We started racing off road in 1989 as we owned that Jeep dealership. When I had the Jeep dealership I also had Kia and was one of the first Kia dealers in America. So I got to know the guys at Kia and the CEO of Kia in America was the ex-CEO of Volvo. We became friends and he ended up getting fired by the Koreans. A couple of years later I get a call from him and he said "What are you doing with this Jeepspeed thing? You're the guy I need, I've got 4,000 Jeep engines". The money he took when they fired him from Kia, he bought a company ATK and it's the second largest remanufacturing company of engines and transmissions in America, Jasper is number one. He ended up sponsoring the Jeepspeed Racing Series and gave me engines, but he's just sold it now. He was in Santa Ana, but now they're in Texas.

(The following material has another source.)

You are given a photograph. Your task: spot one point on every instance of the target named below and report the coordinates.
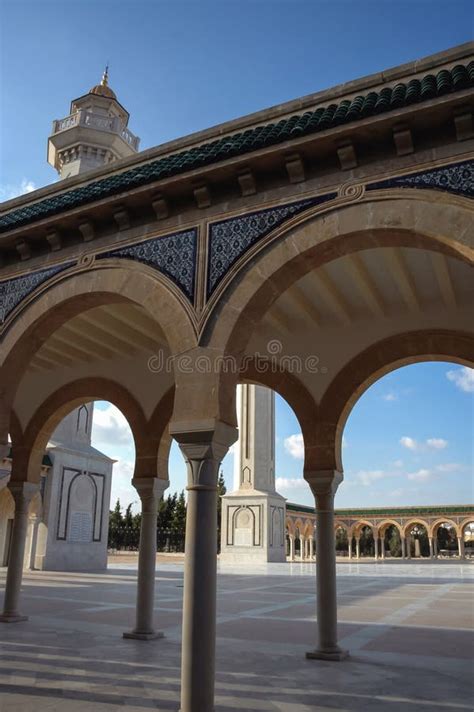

I had one dealership in Bellflower Los Angeles County and one in Placentia in Orange County which previously owned Brian Chachua. I bought the first one in 1983 and the next one in 1993 and sold them in 1998. The Wall Street boys got into car dealerships to buy out decent sized dealerships. We were the number one Jeep dealership in America and were top of the list.

Carl Olson: Trust me, Clive didn't end up with the number one Jeep dealership in the US by accident! He worked his butt off building his car businesses.

Clive Skilton: Only in America can you be broke in 1978 and then be the #1 Jeep dealer in 1988... this is still the land of opportunity. I love America.